We keep getting articles on Formula Student in Race Car Engineering magazine, and interesting reading the articles make... but one complaint seems prevalent and that is the fact that many cars now show very little innovation... so how do you stop this and make the car's interesing, for the participants, the judges, and the spectator/reader, how about this:-

Each team is given a very tight specification to build the basic car.... i.e. right down to the construction methods, dimensions etc for all the basic components... like wishbones, etc... you could even have a basic kit which the teams could buy if they wanted.

Then each year (or three year cycle, or whatever) a specific area for development is highlighted... the teams then have to come up with the best design they can to improve that area... the difference between one car and the rest is thus determined by this one area.... once you've been through the three year cycle the car that showed the best performance is used as the "standard".... its solution is standardised for all teams, and another area for development is highlighted....
Terrible idea - sorry.

Background: I was part of the design team for two Formula Student cars (did the suspension on both cars and was also tech director on the second) I'm now a professional motorsport engineer (involved in the Le Mans Series actually :-) ) and Formula Student design judge.

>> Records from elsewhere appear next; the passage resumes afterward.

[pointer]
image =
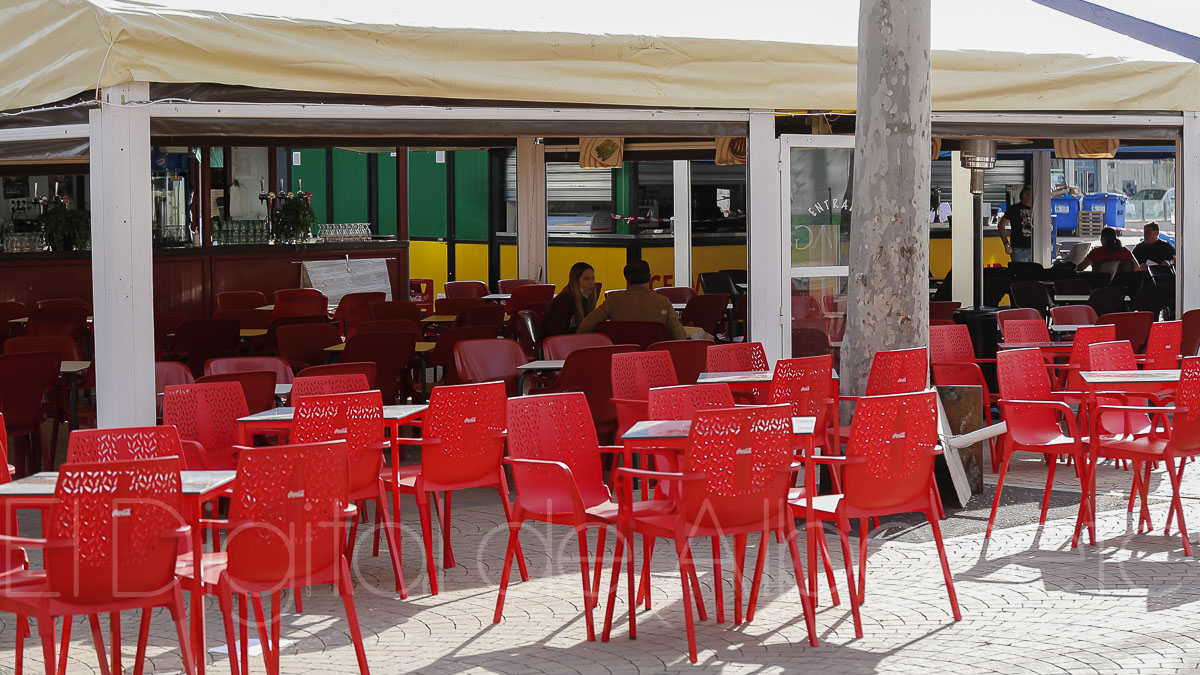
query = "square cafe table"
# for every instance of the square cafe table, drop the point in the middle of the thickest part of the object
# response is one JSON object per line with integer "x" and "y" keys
{"x": 197, "y": 488}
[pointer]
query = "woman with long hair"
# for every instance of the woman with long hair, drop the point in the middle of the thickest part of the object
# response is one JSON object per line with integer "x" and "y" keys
{"x": 576, "y": 300}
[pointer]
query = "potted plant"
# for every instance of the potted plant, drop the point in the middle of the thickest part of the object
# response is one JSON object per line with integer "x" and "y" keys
{"x": 65, "y": 228}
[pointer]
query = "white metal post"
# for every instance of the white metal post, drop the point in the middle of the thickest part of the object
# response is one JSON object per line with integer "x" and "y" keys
{"x": 123, "y": 257}
{"x": 961, "y": 232}
{"x": 681, "y": 225}
{"x": 532, "y": 209}
{"x": 1042, "y": 221}
{"x": 1187, "y": 209}
{"x": 766, "y": 237}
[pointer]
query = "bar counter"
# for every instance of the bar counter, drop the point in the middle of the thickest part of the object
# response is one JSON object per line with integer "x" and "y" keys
{"x": 186, "y": 279}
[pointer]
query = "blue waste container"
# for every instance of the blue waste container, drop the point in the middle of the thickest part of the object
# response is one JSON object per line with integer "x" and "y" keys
{"x": 1066, "y": 213}
{"x": 1113, "y": 204}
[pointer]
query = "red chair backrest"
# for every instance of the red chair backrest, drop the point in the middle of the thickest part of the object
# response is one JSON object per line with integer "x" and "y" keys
{"x": 300, "y": 305}
{"x": 466, "y": 288}
{"x": 676, "y": 293}
{"x": 390, "y": 352}
{"x": 241, "y": 364}
{"x": 951, "y": 344}
{"x": 736, "y": 459}
{"x": 898, "y": 371}
{"x": 1133, "y": 327}
{"x": 1163, "y": 345}
{"x": 509, "y": 285}
{"x": 468, "y": 420}
{"x": 687, "y": 356}
{"x": 111, "y": 526}
{"x": 171, "y": 372}
{"x": 257, "y": 387}
{"x": 635, "y": 374}
{"x": 395, "y": 309}
{"x": 305, "y": 342}
{"x": 490, "y": 360}
{"x": 289, "y": 503}
{"x": 24, "y": 381}
{"x": 207, "y": 412}
{"x": 805, "y": 384}
{"x": 558, "y": 347}
{"x": 942, "y": 310}
{"x": 640, "y": 333}
{"x": 889, "y": 454}
{"x": 684, "y": 400}
{"x": 239, "y": 300}
{"x": 126, "y": 443}
{"x": 323, "y": 384}
{"x": 1026, "y": 330}
{"x": 737, "y": 357}
{"x": 555, "y": 428}
{"x": 353, "y": 417}
{"x": 1073, "y": 315}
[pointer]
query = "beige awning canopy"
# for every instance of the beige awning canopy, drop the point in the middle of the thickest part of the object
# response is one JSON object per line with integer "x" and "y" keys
{"x": 797, "y": 55}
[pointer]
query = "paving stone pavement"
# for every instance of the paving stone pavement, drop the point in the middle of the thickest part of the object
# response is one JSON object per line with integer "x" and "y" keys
{"x": 1030, "y": 604}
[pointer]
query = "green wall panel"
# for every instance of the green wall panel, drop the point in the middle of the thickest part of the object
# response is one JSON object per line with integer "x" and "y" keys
{"x": 349, "y": 186}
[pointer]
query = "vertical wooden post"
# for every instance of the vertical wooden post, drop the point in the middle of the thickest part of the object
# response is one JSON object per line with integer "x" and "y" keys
{"x": 889, "y": 254}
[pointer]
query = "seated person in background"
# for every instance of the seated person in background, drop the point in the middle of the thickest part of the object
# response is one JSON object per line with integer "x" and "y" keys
{"x": 1110, "y": 250}
{"x": 636, "y": 303}
{"x": 1152, "y": 249}
{"x": 577, "y": 300}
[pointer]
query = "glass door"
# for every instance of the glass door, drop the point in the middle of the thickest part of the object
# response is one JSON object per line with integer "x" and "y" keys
{"x": 817, "y": 201}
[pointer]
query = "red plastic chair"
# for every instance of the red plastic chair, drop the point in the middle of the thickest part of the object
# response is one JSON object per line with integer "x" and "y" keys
{"x": 640, "y": 333}
{"x": 706, "y": 312}
{"x": 462, "y": 448}
{"x": 712, "y": 503}
{"x": 1073, "y": 315}
{"x": 1133, "y": 327}
{"x": 111, "y": 547}
{"x": 393, "y": 353}
{"x": 286, "y": 530}
{"x": 688, "y": 356}
{"x": 942, "y": 310}
{"x": 677, "y": 294}
{"x": 353, "y": 308}
{"x": 25, "y": 380}
{"x": 324, "y": 384}
{"x": 509, "y": 285}
{"x": 358, "y": 419}
{"x": 1163, "y": 345}
{"x": 199, "y": 340}
{"x": 558, "y": 347}
{"x": 304, "y": 345}
{"x": 634, "y": 375}
{"x": 442, "y": 354}
{"x": 558, "y": 481}
{"x": 205, "y": 416}
{"x": 1035, "y": 416}
{"x": 490, "y": 360}
{"x": 888, "y": 469}
{"x": 420, "y": 293}
{"x": 281, "y": 368}
{"x": 257, "y": 386}
{"x": 528, "y": 294}
{"x": 451, "y": 306}
{"x": 588, "y": 370}
{"x": 300, "y": 305}
{"x": 239, "y": 300}
{"x": 466, "y": 290}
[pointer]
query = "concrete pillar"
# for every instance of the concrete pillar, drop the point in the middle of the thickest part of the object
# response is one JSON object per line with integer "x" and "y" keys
{"x": 123, "y": 257}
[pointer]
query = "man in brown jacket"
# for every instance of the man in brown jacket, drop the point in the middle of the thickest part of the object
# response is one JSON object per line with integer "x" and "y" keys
{"x": 636, "y": 303}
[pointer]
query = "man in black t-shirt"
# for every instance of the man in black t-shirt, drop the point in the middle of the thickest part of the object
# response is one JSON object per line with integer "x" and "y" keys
{"x": 1152, "y": 249}
{"x": 1020, "y": 219}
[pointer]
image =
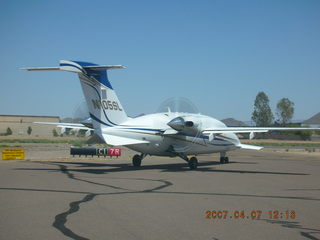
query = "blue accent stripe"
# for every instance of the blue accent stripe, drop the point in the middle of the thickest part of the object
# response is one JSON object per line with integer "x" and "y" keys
{"x": 70, "y": 65}
{"x": 100, "y": 100}
{"x": 98, "y": 120}
{"x": 100, "y": 75}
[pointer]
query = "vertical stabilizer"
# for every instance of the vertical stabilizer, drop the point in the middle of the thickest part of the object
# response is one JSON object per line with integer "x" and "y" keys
{"x": 104, "y": 106}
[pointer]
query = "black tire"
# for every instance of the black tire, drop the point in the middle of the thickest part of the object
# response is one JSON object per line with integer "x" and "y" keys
{"x": 193, "y": 163}
{"x": 136, "y": 160}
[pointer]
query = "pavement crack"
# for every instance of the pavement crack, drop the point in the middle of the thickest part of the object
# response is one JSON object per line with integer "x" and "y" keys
{"x": 61, "y": 219}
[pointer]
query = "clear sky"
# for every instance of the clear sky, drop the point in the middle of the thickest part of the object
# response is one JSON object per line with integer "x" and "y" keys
{"x": 218, "y": 54}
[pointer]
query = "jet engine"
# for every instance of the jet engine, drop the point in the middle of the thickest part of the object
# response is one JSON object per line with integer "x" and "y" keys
{"x": 189, "y": 124}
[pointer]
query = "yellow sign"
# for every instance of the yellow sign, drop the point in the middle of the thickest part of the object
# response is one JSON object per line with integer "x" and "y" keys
{"x": 13, "y": 154}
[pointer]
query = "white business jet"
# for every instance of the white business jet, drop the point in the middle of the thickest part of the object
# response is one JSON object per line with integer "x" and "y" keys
{"x": 169, "y": 133}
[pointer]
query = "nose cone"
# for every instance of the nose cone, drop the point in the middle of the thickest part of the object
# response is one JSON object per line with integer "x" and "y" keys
{"x": 177, "y": 123}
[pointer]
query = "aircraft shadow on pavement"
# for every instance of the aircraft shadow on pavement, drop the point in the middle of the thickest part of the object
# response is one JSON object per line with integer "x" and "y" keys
{"x": 104, "y": 168}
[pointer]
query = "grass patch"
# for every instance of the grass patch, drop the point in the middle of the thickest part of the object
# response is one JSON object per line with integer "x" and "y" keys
{"x": 5, "y": 146}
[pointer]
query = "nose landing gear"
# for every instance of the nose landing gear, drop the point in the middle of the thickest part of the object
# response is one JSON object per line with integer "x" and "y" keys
{"x": 192, "y": 162}
{"x": 136, "y": 160}
{"x": 223, "y": 158}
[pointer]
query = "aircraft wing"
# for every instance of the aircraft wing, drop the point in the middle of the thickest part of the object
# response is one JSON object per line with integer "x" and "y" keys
{"x": 66, "y": 125}
{"x": 253, "y": 129}
{"x": 121, "y": 141}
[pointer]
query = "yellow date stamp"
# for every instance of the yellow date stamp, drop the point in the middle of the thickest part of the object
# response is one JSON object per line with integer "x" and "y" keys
{"x": 251, "y": 214}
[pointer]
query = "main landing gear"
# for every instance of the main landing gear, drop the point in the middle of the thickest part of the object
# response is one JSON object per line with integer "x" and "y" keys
{"x": 192, "y": 162}
{"x": 223, "y": 158}
{"x": 136, "y": 160}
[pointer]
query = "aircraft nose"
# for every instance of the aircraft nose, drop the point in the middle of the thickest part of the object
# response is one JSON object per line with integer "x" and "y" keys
{"x": 177, "y": 123}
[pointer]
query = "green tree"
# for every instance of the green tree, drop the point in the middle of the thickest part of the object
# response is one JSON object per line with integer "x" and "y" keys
{"x": 262, "y": 114}
{"x": 54, "y": 132}
{"x": 29, "y": 131}
{"x": 9, "y": 131}
{"x": 284, "y": 111}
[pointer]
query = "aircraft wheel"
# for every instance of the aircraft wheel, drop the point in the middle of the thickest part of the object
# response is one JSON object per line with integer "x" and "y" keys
{"x": 136, "y": 160}
{"x": 193, "y": 163}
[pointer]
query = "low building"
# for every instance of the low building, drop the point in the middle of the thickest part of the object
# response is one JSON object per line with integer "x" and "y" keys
{"x": 19, "y": 125}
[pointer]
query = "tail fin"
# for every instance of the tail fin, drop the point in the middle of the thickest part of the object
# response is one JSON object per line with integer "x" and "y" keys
{"x": 104, "y": 106}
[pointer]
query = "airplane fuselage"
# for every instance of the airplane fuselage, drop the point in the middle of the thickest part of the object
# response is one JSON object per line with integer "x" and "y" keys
{"x": 152, "y": 128}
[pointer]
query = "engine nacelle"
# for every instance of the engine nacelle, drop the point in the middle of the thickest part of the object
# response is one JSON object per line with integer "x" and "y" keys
{"x": 187, "y": 124}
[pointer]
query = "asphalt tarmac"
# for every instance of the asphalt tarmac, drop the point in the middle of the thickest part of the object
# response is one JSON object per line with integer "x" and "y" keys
{"x": 258, "y": 195}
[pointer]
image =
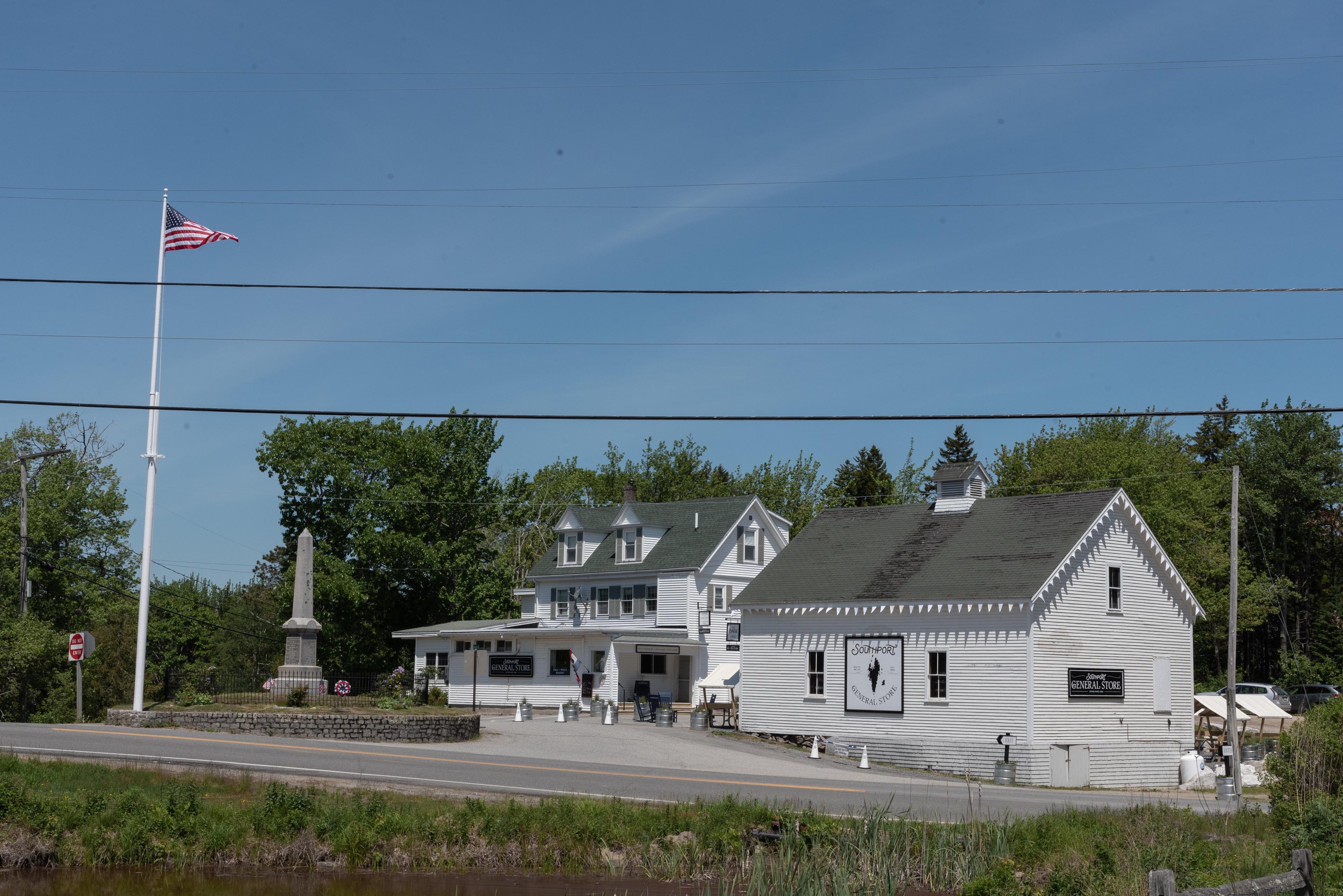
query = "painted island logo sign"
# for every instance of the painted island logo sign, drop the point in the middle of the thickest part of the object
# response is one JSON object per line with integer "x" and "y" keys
{"x": 511, "y": 667}
{"x": 1095, "y": 683}
{"x": 875, "y": 674}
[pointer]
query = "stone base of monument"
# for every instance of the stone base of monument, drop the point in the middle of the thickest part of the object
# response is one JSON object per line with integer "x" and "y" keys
{"x": 310, "y": 725}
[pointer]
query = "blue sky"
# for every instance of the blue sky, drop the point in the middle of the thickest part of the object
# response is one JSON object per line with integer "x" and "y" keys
{"x": 853, "y": 92}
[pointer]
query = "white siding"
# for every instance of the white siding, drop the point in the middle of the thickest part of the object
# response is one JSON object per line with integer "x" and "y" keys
{"x": 986, "y": 671}
{"x": 1000, "y": 663}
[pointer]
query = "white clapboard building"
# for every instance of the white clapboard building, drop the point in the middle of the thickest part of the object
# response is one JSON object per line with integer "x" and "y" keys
{"x": 629, "y": 600}
{"x": 927, "y": 631}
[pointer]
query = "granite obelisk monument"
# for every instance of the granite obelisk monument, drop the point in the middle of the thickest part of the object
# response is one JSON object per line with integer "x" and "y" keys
{"x": 301, "y": 669}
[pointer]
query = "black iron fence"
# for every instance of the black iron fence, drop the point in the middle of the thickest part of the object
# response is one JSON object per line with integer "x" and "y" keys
{"x": 202, "y": 688}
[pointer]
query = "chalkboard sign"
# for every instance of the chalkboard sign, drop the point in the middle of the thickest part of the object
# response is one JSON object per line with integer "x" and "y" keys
{"x": 511, "y": 667}
{"x": 1095, "y": 683}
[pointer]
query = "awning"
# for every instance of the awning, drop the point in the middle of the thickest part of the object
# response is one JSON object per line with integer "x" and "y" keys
{"x": 726, "y": 675}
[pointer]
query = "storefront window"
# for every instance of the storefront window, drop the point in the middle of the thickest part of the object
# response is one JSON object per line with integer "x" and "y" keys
{"x": 561, "y": 663}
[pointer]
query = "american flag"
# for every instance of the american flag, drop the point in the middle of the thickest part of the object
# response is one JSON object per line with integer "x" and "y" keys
{"x": 180, "y": 233}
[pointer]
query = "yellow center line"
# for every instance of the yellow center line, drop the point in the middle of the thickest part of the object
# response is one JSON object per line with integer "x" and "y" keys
{"x": 460, "y": 762}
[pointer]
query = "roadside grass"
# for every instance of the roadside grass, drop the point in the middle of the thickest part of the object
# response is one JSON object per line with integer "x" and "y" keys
{"x": 67, "y": 813}
{"x": 310, "y": 710}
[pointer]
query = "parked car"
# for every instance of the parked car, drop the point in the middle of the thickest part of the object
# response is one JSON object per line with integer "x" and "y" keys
{"x": 1272, "y": 692}
{"x": 1306, "y": 696}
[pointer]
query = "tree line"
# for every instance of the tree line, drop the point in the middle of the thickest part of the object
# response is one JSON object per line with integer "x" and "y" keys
{"x": 413, "y": 527}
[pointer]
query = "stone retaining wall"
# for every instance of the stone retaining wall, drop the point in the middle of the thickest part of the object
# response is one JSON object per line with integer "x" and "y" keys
{"x": 293, "y": 725}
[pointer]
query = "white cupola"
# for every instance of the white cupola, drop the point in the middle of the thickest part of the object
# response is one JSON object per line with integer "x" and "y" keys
{"x": 959, "y": 486}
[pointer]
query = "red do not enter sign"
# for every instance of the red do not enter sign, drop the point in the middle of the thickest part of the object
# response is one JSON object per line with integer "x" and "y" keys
{"x": 81, "y": 645}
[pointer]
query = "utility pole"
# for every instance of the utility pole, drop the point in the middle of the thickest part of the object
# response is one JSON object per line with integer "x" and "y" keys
{"x": 1232, "y": 735}
{"x": 23, "y": 522}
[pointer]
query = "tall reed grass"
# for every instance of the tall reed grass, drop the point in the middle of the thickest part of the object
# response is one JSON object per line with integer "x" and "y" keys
{"x": 64, "y": 813}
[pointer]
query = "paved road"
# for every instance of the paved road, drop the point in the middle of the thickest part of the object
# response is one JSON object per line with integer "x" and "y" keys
{"x": 543, "y": 759}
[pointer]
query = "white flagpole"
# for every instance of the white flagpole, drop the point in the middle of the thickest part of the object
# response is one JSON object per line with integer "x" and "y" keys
{"x": 152, "y": 456}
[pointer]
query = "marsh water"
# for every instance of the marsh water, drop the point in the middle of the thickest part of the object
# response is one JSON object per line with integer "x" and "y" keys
{"x": 115, "y": 882}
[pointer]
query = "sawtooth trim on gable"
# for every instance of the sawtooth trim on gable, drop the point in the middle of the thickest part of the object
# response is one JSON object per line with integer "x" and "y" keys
{"x": 1145, "y": 535}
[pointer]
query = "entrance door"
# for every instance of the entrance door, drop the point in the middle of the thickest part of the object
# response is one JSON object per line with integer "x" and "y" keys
{"x": 1070, "y": 766}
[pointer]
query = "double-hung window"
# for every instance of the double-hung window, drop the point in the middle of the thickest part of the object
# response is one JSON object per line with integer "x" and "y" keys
{"x": 816, "y": 672}
{"x": 937, "y": 675}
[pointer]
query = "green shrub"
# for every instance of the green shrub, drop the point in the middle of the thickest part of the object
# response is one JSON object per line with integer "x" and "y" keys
{"x": 1306, "y": 785}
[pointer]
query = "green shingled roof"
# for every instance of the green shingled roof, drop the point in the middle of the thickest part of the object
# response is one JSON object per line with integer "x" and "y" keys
{"x": 683, "y": 547}
{"x": 1004, "y": 549}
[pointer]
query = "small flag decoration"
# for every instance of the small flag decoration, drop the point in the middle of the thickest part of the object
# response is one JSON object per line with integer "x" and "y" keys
{"x": 180, "y": 233}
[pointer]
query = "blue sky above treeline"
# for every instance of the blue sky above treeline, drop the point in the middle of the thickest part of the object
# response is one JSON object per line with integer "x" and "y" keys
{"x": 700, "y": 94}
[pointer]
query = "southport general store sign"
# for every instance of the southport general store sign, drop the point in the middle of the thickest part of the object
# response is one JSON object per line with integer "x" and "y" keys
{"x": 1095, "y": 683}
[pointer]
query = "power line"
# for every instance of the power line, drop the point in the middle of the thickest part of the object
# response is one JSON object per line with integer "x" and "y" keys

I'm also developing FS specific products for the company I work for.

Like I said to you on the Le Mans thread, it's actually being quite narrow minded to look just at the car. Formula Student isn't about developing innovative vehicles, it's about training engineers.

Sam Collins' at RE infuriates me by demanding innovation from FS teams rather than looking at who did the best all round job as engineers - because often that requires not innovating because to do so would be profligate in the context of the budgets and other constraints on the team.

If you proscribe the vast majority of the car then you remove the project planning and systems engineering aspects of the compeition. The beauty of the competition as it stands is that a 600cc 4-cylinder machine can be beaten by a 450cc single cylinder machine and vice versa because the teams involved developed a vehicle appropriate to the choice of engine. Those vehicles will be very different, which is why your spec car is a bad idea.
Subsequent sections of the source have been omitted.